Those are my best friends from college. I really love those bitches. The last time I saw them all was in September in Boston. So not under the best circumstances. We have known each other for ten years, which is pretty fucking awesome, and we all agreed that it was time to meet up for a not-sad, not-wedding reason (not that there's anything wrong with weddings, but it's difficult for the wedder to get down). So we did! At that sassy girl with the arm's family cabin in upstate New York. We had a really lovely time. We drank wine and ate food and hiked and caught up and went swimming (skinny dipping in some cases). We revealed painful truths and cried and had a lovefest. It was like Sex in the City meets The Witches of Eastwick but with more girls, less sex (zero, actually) and more fun.
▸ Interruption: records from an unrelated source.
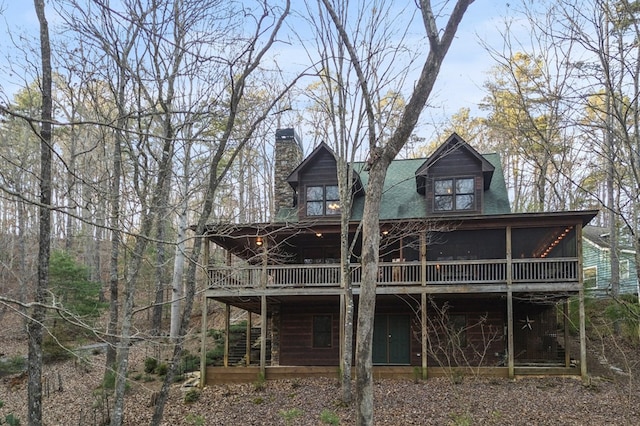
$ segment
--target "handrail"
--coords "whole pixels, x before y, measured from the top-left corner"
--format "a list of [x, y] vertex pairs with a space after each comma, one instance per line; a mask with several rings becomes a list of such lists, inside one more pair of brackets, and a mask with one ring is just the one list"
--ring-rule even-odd
[[[513, 283], [577, 282], [578, 259], [514, 259], [510, 262]], [[504, 284], [507, 282], [506, 259], [429, 261], [426, 264], [427, 285], [441, 284]], [[360, 264], [351, 264], [354, 286], [361, 282]], [[339, 287], [339, 264], [268, 265], [209, 267], [210, 288], [282, 288]], [[266, 282], [262, 282], [266, 276]], [[422, 285], [422, 265], [419, 261], [380, 262], [379, 286]]]

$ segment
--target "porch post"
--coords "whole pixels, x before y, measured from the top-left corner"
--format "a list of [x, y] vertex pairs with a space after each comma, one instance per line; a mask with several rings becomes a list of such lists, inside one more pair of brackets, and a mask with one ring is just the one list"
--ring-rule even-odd
[[344, 332], [344, 327], [345, 327], [345, 320], [346, 320], [346, 309], [347, 307], [345, 306], [346, 303], [346, 297], [344, 295], [344, 289], [342, 289], [340, 291], [340, 324], [339, 324], [339, 331], [338, 331], [338, 337], [340, 339], [340, 347], [339, 347], [339, 351], [338, 351], [338, 367], [340, 368], [340, 370], [342, 370], [342, 361], [344, 360], [344, 336], [345, 336], [345, 332]]
[[207, 384], [207, 292], [202, 294], [202, 328], [200, 330], [200, 387]]
[[228, 303], [224, 305], [224, 355], [223, 364], [229, 366], [229, 323], [231, 322], [231, 306]]
[[245, 362], [248, 367], [251, 364], [251, 311], [247, 311], [247, 336], [246, 336], [246, 348], [244, 351]]
[[[267, 262], [268, 262], [268, 239], [265, 238], [262, 243], [262, 273], [261, 286], [266, 292], [267, 289]], [[267, 371], [267, 296], [260, 296], [260, 377], [266, 378]]]
[[205, 281], [205, 291], [202, 293], [202, 326], [200, 330], [200, 387], [204, 388], [207, 384], [207, 311], [208, 299], [207, 290], [211, 285], [209, 278], [209, 239], [205, 238], [204, 244], [204, 264], [207, 270], [207, 278]]
[[260, 296], [260, 377], [267, 371], [267, 296]]
[[513, 292], [511, 284], [513, 283], [513, 265], [511, 263], [511, 227], [507, 226], [507, 356], [509, 367], [509, 378], [515, 377], [515, 361], [513, 357]]
[[580, 289], [578, 293], [580, 300], [580, 376], [583, 381], [587, 380], [587, 339], [585, 330], [585, 313], [584, 313], [584, 289]]
[[584, 312], [584, 283], [582, 276], [582, 223], [576, 224], [576, 244], [578, 254], [578, 299], [580, 304], [580, 376], [587, 380], [587, 333], [585, 328], [586, 315]]
[[564, 366], [571, 366], [571, 353], [569, 351], [569, 299], [564, 299], [562, 303], [562, 317], [564, 328]]
[[[422, 287], [427, 286], [427, 236], [425, 230], [420, 233], [420, 262], [421, 262], [421, 281]], [[422, 378], [427, 378], [427, 339], [429, 338], [427, 333], [427, 293], [426, 289], [423, 288], [423, 291], [420, 295], [420, 340], [422, 347], [420, 348], [421, 355], [420, 358], [422, 362]]]

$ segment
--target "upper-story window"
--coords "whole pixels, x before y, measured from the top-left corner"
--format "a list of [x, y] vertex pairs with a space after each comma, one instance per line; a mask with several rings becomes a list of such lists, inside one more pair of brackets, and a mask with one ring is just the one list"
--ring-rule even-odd
[[337, 185], [307, 186], [307, 216], [340, 214]]
[[434, 181], [434, 210], [474, 210], [475, 180], [472, 177]]

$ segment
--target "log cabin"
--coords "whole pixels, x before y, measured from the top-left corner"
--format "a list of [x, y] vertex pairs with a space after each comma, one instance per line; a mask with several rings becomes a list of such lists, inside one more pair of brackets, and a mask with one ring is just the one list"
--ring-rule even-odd
[[[228, 339], [224, 365], [207, 366], [203, 338], [203, 384], [337, 377], [348, 291], [357, 311], [367, 167], [352, 164], [344, 283], [336, 164], [324, 143], [303, 159], [295, 131], [279, 129], [273, 219], [207, 227], [203, 324], [217, 301], [227, 330], [234, 307], [259, 318], [260, 333], [247, 338], [241, 366], [228, 362]], [[499, 156], [480, 154], [457, 134], [428, 158], [393, 161], [380, 208], [374, 376], [586, 377], [581, 238], [596, 214], [511, 212]]]

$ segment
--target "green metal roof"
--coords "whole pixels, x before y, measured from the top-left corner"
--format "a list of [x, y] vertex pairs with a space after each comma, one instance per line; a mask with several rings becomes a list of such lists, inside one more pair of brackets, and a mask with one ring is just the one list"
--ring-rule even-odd
[[[509, 195], [504, 182], [502, 166], [498, 154], [483, 155], [496, 170], [491, 180], [491, 186], [484, 191], [482, 214], [510, 213]], [[380, 220], [417, 219], [427, 217], [426, 200], [416, 190], [415, 172], [426, 161], [425, 158], [409, 160], [395, 160], [387, 170], [384, 182], [382, 202], [380, 204]], [[355, 169], [360, 171], [364, 163], [356, 163]], [[360, 179], [366, 188], [369, 175], [360, 171]], [[352, 220], [361, 220], [364, 209], [364, 197], [354, 200]], [[459, 212], [458, 212], [459, 213]]]
[[[498, 154], [484, 154], [483, 157], [494, 167], [491, 186], [484, 191], [484, 215], [510, 213], [509, 195], [504, 181], [502, 165]], [[426, 161], [425, 158], [408, 160], [394, 160], [387, 170], [384, 183], [382, 203], [380, 205], [380, 220], [419, 219], [427, 217], [426, 200], [416, 190], [415, 172]], [[354, 164], [354, 169], [360, 174], [362, 185], [367, 186], [369, 174], [364, 170], [365, 163]], [[351, 219], [362, 219], [364, 197], [356, 197], [353, 203]], [[295, 207], [282, 208], [277, 213], [276, 222], [298, 222]]]

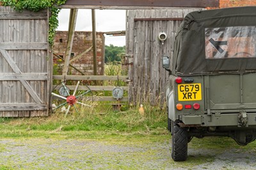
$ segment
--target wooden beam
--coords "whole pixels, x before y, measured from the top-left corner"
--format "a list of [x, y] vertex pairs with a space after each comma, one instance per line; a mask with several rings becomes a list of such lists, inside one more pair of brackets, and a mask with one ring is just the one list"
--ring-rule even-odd
[[96, 20], [95, 20], [95, 10], [92, 10], [92, 48], [93, 49], [93, 75], [97, 75], [97, 41], [96, 41]]
[[0, 12], [0, 20], [47, 20], [47, 10], [41, 10], [38, 12], [24, 10], [22, 12], [22, 15], [16, 12]]
[[75, 28], [76, 18], [77, 16], [77, 9], [70, 9], [69, 18], [68, 38], [67, 44], [66, 52], [65, 54], [65, 63], [62, 75], [67, 75], [68, 71], [69, 60], [70, 59], [72, 48], [73, 45], [74, 36], [75, 35]]
[[0, 111], [47, 111], [47, 105], [36, 103], [4, 103], [0, 104]]
[[54, 80], [67, 81], [125, 81], [128, 76], [116, 75], [54, 75]]
[[[54, 85], [52, 86], [52, 89], [55, 89], [58, 90], [62, 85]], [[66, 85], [69, 89], [74, 90], [75, 89], [76, 86], [68, 86]], [[116, 86], [88, 86], [88, 88], [90, 88], [92, 91], [112, 91]], [[79, 86], [79, 90], [88, 90], [89, 89], [86, 86]], [[124, 90], [128, 90], [128, 86], [121, 86], [124, 89]]]
[[[55, 53], [53, 53], [53, 54], [54, 54], [55, 56], [56, 56], [57, 58], [60, 58], [60, 59], [61, 59], [62, 61], [63, 61], [65, 62], [65, 59], [63, 59], [62, 58], [61, 58], [59, 55], [58, 55], [58, 54], [55, 54]], [[71, 66], [72, 68], [74, 68], [74, 70], [76, 70], [77, 72], [79, 72], [81, 74], [82, 74], [82, 75], [85, 75], [83, 72], [82, 72], [81, 71], [80, 71], [79, 70], [78, 70], [77, 68], [76, 68], [76, 67], [74, 67], [74, 66], [72, 66], [72, 65], [68, 64], [68, 66]]]
[[135, 18], [134, 21], [183, 20], [184, 18]]
[[86, 54], [87, 52], [88, 52], [90, 50], [92, 50], [92, 46], [91, 46], [89, 49], [85, 50], [84, 52], [83, 52], [82, 53], [81, 53], [80, 54], [79, 54], [77, 56], [76, 56], [74, 58], [73, 58], [72, 59], [70, 59], [70, 61], [69, 61], [69, 63], [71, 63], [72, 62], [73, 62], [74, 61], [75, 61], [76, 59], [79, 59], [79, 58], [81, 58], [81, 56], [83, 56], [83, 55], [84, 55], [85, 54]]
[[219, 7], [219, 0], [67, 0], [61, 8], [136, 10], [139, 7], [205, 8]]
[[0, 49], [4, 50], [47, 50], [47, 43], [1, 42]]
[[109, 32], [105, 32], [104, 33], [107, 35], [124, 36], [125, 35], [125, 31], [109, 31]]
[[[58, 97], [52, 97], [53, 100], [63, 100]], [[112, 97], [79, 97], [78, 101], [92, 101], [92, 102], [116, 102], [116, 99], [113, 98]], [[128, 97], [124, 97], [120, 100], [120, 102], [128, 102]], [[85, 103], [86, 104], [86, 103]]]
[[47, 73], [0, 73], [0, 81], [47, 81], [48, 76]]

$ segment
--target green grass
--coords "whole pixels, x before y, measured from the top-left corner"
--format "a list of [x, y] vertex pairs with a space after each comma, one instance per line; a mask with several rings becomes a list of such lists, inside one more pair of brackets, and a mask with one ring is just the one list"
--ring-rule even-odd
[[150, 107], [145, 109], [142, 116], [138, 110], [138, 108], [134, 108], [116, 112], [113, 111], [111, 105], [100, 105], [93, 109], [79, 109], [79, 112], [71, 109], [67, 118], [64, 113], [56, 112], [44, 118], [0, 118], [0, 137], [38, 137], [47, 134], [49, 136], [53, 134], [69, 136], [72, 134], [74, 137], [79, 132], [90, 136], [93, 133], [99, 136], [166, 133], [164, 111]]

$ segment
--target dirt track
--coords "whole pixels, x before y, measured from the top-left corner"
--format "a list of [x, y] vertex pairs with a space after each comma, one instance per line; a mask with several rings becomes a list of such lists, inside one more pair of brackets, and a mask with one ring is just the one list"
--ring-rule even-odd
[[169, 140], [122, 144], [86, 139], [0, 140], [0, 169], [252, 169], [256, 153], [242, 149], [189, 150], [186, 162], [170, 158]]

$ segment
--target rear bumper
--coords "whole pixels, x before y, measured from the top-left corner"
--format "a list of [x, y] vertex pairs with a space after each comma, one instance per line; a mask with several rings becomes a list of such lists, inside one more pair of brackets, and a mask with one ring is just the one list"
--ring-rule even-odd
[[[256, 125], [256, 112], [225, 113], [220, 114], [180, 115], [180, 120], [186, 126], [200, 127], [237, 126], [249, 127]], [[243, 121], [243, 124], [241, 124]]]

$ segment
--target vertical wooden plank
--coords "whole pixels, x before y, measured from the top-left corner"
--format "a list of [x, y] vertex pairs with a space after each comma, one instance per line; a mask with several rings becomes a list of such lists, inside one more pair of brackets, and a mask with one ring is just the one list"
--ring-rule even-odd
[[97, 62], [97, 43], [96, 43], [96, 20], [95, 10], [92, 10], [92, 47], [93, 53], [93, 75], [98, 75]]
[[70, 9], [68, 43], [67, 45], [66, 52], [65, 55], [65, 63], [64, 63], [62, 75], [67, 75], [68, 73], [69, 60], [70, 59], [70, 55], [73, 45], [74, 36], [75, 33], [77, 10], [78, 10], [77, 9]]

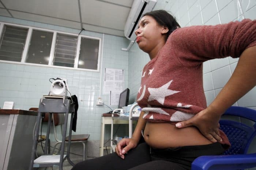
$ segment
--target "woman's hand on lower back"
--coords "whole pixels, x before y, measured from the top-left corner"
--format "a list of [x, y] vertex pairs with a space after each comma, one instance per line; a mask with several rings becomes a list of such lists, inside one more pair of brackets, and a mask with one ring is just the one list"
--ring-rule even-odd
[[124, 138], [119, 142], [115, 149], [116, 153], [121, 158], [124, 159], [124, 154], [131, 149], [137, 146], [138, 142], [132, 138]]
[[221, 142], [219, 131], [219, 122], [221, 114], [207, 108], [185, 121], [179, 122], [176, 126], [179, 128], [193, 126], [196, 127], [206, 138], [212, 142]]

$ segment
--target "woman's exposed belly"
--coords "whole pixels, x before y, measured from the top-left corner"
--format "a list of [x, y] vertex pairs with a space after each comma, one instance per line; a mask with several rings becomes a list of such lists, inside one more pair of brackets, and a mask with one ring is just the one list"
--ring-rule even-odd
[[178, 129], [175, 125], [168, 123], [147, 122], [144, 136], [147, 143], [158, 149], [212, 143], [195, 127]]

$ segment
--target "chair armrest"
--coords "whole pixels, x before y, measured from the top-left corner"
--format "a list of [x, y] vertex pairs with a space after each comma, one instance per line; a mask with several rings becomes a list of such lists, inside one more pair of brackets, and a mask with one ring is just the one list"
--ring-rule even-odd
[[256, 167], [256, 153], [203, 156], [192, 163], [192, 170], [240, 169]]

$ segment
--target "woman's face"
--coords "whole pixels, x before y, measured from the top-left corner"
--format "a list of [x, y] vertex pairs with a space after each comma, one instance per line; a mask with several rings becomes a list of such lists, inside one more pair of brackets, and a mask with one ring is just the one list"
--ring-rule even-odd
[[162, 41], [164, 41], [164, 44], [165, 43], [164, 34], [167, 32], [167, 28], [159, 25], [151, 16], [146, 15], [141, 19], [138, 29], [135, 31], [136, 42], [140, 48], [148, 53]]

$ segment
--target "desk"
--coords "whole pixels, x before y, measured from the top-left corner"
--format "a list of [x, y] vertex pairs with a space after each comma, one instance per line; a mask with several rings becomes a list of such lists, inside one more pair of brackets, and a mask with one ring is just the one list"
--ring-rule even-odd
[[0, 109], [0, 170], [29, 169], [37, 112]]
[[[105, 131], [105, 124], [111, 124], [111, 114], [110, 114], [109, 115], [104, 115], [106, 116], [102, 116], [101, 119], [101, 139], [99, 141], [99, 156], [103, 156], [103, 151], [104, 149], [105, 149], [104, 147], [104, 136]], [[117, 116], [119, 117], [119, 116]], [[129, 122], [127, 120], [121, 120], [119, 119], [115, 119], [113, 120], [113, 123], [115, 124], [127, 124]], [[108, 149], [110, 149], [110, 147], [107, 147]]]

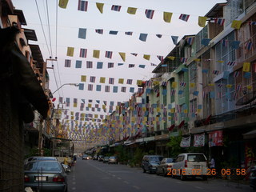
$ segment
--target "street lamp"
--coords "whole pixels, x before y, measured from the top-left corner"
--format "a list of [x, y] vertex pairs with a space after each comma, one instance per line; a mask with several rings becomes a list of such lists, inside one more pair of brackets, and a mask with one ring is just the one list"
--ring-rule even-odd
[[[57, 89], [57, 90], [58, 90], [59, 89], [61, 89], [63, 86], [66, 86], [66, 85], [78, 86], [79, 86], [79, 83], [64, 83], [62, 86], [61, 86], [60, 87], [58, 87], [58, 88]], [[57, 90], [55, 90], [54, 93], [52, 93], [52, 94], [55, 94]]]

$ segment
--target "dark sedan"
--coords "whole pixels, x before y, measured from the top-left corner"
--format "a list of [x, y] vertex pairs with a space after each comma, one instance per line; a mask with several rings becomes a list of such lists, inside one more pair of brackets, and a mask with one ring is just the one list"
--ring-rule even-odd
[[38, 191], [67, 191], [66, 174], [56, 161], [31, 161], [24, 170], [24, 186]]

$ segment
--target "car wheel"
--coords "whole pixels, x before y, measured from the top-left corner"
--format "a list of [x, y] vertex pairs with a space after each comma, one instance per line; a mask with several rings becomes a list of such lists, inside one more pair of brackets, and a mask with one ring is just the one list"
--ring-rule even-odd
[[185, 181], [186, 178], [186, 175], [181, 174], [181, 180], [182, 180], [182, 181]]

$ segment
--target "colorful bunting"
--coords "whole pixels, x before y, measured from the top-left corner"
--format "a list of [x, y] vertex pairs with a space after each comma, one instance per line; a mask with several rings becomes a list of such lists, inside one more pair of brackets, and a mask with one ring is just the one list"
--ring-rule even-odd
[[172, 15], [173, 15], [173, 13], [163, 12], [163, 20], [166, 22], [170, 22]]
[[86, 29], [79, 28], [78, 38], [82, 38], [82, 39], [86, 38]]
[[88, 2], [78, 0], [78, 10], [87, 11]]
[[150, 18], [150, 19], [153, 18], [154, 13], [154, 10], [145, 10], [146, 17], [148, 18]]
[[189, 18], [190, 18], [189, 14], [182, 14], [178, 18], [184, 22], [187, 22], [189, 20]]

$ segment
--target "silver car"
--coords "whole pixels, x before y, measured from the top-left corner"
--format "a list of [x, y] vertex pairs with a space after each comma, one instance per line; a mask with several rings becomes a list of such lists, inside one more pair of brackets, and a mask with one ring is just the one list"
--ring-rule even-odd
[[30, 161], [24, 170], [24, 187], [38, 191], [67, 191], [66, 174], [56, 161]]

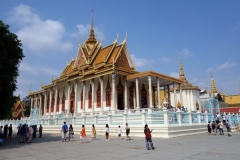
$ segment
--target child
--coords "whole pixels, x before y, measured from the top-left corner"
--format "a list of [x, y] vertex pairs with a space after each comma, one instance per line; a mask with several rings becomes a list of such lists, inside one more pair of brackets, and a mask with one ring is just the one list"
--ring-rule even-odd
[[121, 130], [121, 127], [120, 126], [118, 126], [118, 139], [122, 139], [123, 140], [123, 138], [122, 138], [122, 130]]
[[[96, 139], [96, 129], [95, 129], [95, 126], [94, 126], [94, 124], [92, 125], [92, 139]], [[90, 138], [90, 140], [91, 140], [91, 138]]]
[[84, 142], [84, 139], [86, 139], [87, 135], [86, 135], [86, 132], [85, 132], [85, 126], [82, 125], [82, 131], [80, 133], [80, 140], [81, 140], [81, 143]]
[[105, 135], [106, 135], [106, 141], [110, 141], [110, 139], [109, 139], [109, 126], [108, 126], [108, 124], [106, 124], [105, 130], [106, 130], [106, 133], [105, 133]]

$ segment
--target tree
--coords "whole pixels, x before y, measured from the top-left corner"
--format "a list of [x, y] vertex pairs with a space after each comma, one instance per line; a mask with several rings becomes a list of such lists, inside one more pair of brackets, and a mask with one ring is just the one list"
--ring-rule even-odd
[[26, 96], [25, 98], [23, 98], [22, 100], [25, 104], [25, 112], [24, 115], [25, 116], [29, 116], [30, 115], [30, 111], [31, 111], [31, 97], [30, 96]]
[[9, 25], [0, 20], [0, 119], [10, 118], [17, 97], [18, 67], [24, 58], [21, 41], [9, 31]]

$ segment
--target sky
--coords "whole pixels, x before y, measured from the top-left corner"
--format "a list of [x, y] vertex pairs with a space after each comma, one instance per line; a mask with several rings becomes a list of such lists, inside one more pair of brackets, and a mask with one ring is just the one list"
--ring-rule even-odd
[[[93, 10], [93, 14], [92, 14]], [[118, 35], [137, 71], [178, 77], [180, 59], [187, 80], [218, 91], [240, 94], [240, 1], [208, 0], [0, 0], [0, 20], [22, 40], [15, 95], [51, 84], [76, 57], [94, 18], [103, 46]]]

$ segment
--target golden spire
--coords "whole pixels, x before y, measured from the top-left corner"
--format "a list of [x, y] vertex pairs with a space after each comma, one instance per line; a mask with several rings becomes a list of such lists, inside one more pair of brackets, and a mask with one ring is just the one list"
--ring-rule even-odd
[[212, 73], [211, 73], [211, 93], [217, 93]]
[[182, 60], [180, 60], [180, 67], [179, 68], [180, 68], [179, 79], [186, 80], [186, 77], [185, 77], [184, 71], [183, 71]]
[[91, 29], [90, 34], [88, 36], [88, 40], [86, 41], [86, 44], [89, 44], [90, 47], [92, 47], [97, 42], [95, 35], [94, 35], [94, 29], [93, 29], [93, 10], [92, 10], [92, 23], [91, 23]]

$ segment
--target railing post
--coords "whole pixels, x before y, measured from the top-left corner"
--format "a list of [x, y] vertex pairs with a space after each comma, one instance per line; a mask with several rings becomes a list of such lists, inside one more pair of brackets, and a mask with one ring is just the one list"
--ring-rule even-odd
[[125, 125], [127, 123], [127, 112], [123, 113], [123, 124]]
[[83, 115], [83, 116], [82, 116], [82, 119], [83, 119], [83, 125], [86, 125], [86, 116]]
[[72, 117], [72, 125], [75, 125], [75, 114], [73, 115], [73, 117]]
[[164, 124], [169, 124], [169, 118], [168, 118], [168, 110], [163, 110], [163, 116], [164, 116]]
[[202, 121], [201, 121], [201, 112], [197, 112], [198, 114], [198, 124], [201, 125], [202, 124]]
[[111, 121], [112, 121], [112, 115], [109, 113], [108, 114], [108, 125], [111, 125]]
[[178, 114], [178, 124], [179, 124], [179, 126], [181, 126], [182, 125], [182, 111], [178, 110], [177, 114]]
[[145, 109], [142, 111], [142, 125], [144, 126], [146, 124], [146, 112]]
[[191, 110], [189, 110], [189, 123], [190, 123], [190, 125], [192, 125], [192, 111]]
[[58, 118], [57, 118], [57, 116], [55, 116], [55, 126], [58, 124]]
[[205, 118], [206, 118], [206, 123], [208, 124], [208, 113], [207, 113], [207, 111], [205, 111]]
[[94, 115], [94, 125], [97, 125], [98, 123], [98, 115], [95, 113]]

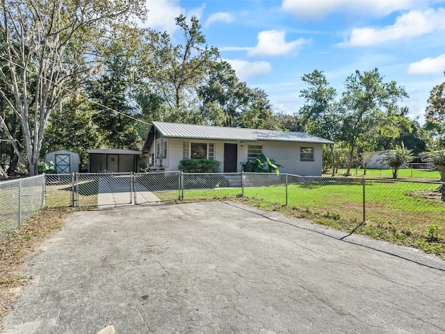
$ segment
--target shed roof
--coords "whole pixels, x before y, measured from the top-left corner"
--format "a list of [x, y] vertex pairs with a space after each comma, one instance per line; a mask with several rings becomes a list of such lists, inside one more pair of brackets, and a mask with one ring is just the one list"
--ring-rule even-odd
[[145, 145], [147, 144], [149, 145], [150, 143], [147, 142], [153, 141], [154, 129], [166, 138], [244, 141], [270, 141], [320, 144], [334, 143], [332, 141], [304, 132], [153, 122]]
[[118, 148], [103, 148], [98, 150], [87, 150], [88, 154], [133, 154], [140, 155], [142, 151], [134, 151], [132, 150], [120, 150]]

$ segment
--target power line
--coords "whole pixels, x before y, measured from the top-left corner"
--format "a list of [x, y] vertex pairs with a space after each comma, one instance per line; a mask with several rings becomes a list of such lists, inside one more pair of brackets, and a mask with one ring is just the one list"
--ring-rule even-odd
[[[31, 71], [31, 70], [29, 70], [29, 69], [28, 69], [28, 68], [26, 68], [26, 67], [24, 67], [24, 66], [22, 66], [20, 64], [18, 64], [18, 63], [15, 63], [15, 61], [13, 61], [10, 60], [10, 59], [8, 59], [8, 58], [6, 58], [5, 56], [2, 56], [1, 54], [0, 54], [0, 58], [2, 58], [3, 59], [4, 59], [5, 61], [8, 61], [8, 62], [12, 63], [13, 63], [13, 64], [14, 64], [15, 66], [17, 66], [17, 67], [19, 67], [22, 68], [22, 70], [24, 70], [25, 71], [28, 71], [28, 72], [29, 72], [30, 73], [31, 73], [31, 74], [34, 74], [34, 75], [36, 75], [37, 77], [40, 77], [40, 78], [41, 78], [41, 79], [42, 79], [45, 80], [45, 81], [47, 81], [51, 82], [51, 83], [52, 84], [54, 84], [54, 86], [58, 86], [58, 87], [59, 87], [59, 88], [62, 88], [62, 89], [64, 89], [65, 90], [66, 90], [66, 91], [67, 91], [67, 92], [69, 92], [69, 93], [71, 93], [72, 94], [77, 94], [77, 93], [78, 93], [78, 92], [75, 92], [75, 91], [74, 91], [74, 90], [72, 90], [70, 89], [70, 88], [67, 88], [66, 87], [64, 87], [63, 86], [62, 86], [62, 85], [61, 85], [61, 84], [57, 84], [56, 82], [54, 82], [54, 81], [53, 81], [52, 80], [49, 80], [49, 79], [45, 78], [44, 77], [43, 77], [43, 76], [42, 76], [42, 75], [39, 74], [38, 73], [35, 73], [35, 72], [33, 72], [33, 71]], [[113, 109], [113, 108], [110, 108], [109, 106], [106, 106], [106, 105], [104, 105], [104, 104], [102, 104], [102, 103], [100, 103], [100, 102], [98, 102], [94, 101], [94, 100], [92, 100], [92, 99], [89, 98], [88, 97], [85, 96], [85, 95], [83, 95], [83, 96], [84, 96], [84, 97], [85, 97], [88, 101], [89, 101], [90, 102], [93, 103], [93, 104], [97, 104], [97, 105], [98, 105], [99, 106], [101, 106], [101, 107], [102, 107], [102, 108], [104, 108], [104, 109], [107, 109], [107, 110], [109, 110], [110, 111], [112, 111], [112, 112], [113, 112], [113, 113], [119, 113], [119, 114], [120, 114], [120, 115], [122, 115], [122, 116], [124, 116], [124, 117], [127, 117], [127, 118], [131, 118], [131, 119], [132, 119], [132, 120], [136, 120], [136, 121], [137, 121], [137, 122], [142, 122], [142, 123], [147, 124], [147, 125], [151, 125], [151, 123], [149, 123], [149, 122], [145, 122], [145, 121], [143, 121], [143, 120], [138, 120], [138, 119], [137, 119], [137, 118], [134, 118], [134, 117], [133, 117], [133, 116], [129, 116], [129, 115], [127, 115], [126, 113], [121, 113], [120, 111], [118, 111], [117, 110]]]

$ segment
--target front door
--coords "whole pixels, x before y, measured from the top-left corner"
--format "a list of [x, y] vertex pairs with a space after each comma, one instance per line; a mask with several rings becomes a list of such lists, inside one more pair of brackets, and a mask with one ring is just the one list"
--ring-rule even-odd
[[118, 154], [108, 154], [106, 156], [106, 170], [112, 173], [119, 171], [119, 156]]
[[238, 145], [224, 144], [224, 173], [236, 173], [238, 169]]

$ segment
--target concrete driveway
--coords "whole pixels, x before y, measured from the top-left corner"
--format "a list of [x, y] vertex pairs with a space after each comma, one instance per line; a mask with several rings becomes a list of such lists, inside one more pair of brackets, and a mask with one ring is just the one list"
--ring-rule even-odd
[[3, 333], [445, 332], [442, 262], [264, 214], [225, 202], [76, 212], [28, 262], [33, 279]]

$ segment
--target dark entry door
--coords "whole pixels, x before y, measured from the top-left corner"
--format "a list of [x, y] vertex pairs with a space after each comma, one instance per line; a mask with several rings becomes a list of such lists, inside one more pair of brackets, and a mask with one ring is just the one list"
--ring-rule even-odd
[[236, 173], [238, 145], [224, 144], [224, 173]]

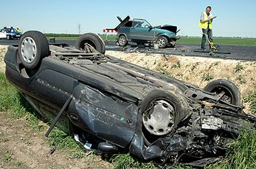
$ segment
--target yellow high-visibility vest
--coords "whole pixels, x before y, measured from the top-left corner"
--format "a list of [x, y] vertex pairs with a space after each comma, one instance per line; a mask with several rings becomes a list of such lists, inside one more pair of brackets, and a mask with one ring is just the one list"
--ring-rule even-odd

I've been through some tough shit with those girls. Seeing them, I remembered why we became such good friends in the first place. They get me in a way that other people down. They have five hands in the formation of now-me. And they understand me, in ways other people never could, by virtue of the trials we've passed together. We are all facing the same frustrations and obstacles now. They are like five mirrors reflecting back at me, revealing different sides of myself. I don't always like the things I see in the mirror (literally and figuratively), but seen through the prism of my lovely friends those things get scaled down to their proper size: miniscule.
So often lately I feel like an outsider. A loner. That's okay. I'm trying to embrace my introvert, and to be okay with loneliness although it's not my first choice. But seeing those ladies reminded me that I do have a very deep community. Just because it's not within reach at all times makes it no less real. Those
I'm not wild about the idea of traveling any time soon. I need a break. But I'm really glad I took the time to make that trip. And even my desire to get home to LA two days earlier than I was supposed to is okay. Because I realized that although I lately feel like I'm awash in the flood at the end of O Brother Where Art Thou, LA is my home now. And even though I don't always know what road I'm on or where it leads, there are five ladies all over the country wearing matching shoes, worrying about the same blisters on their feet.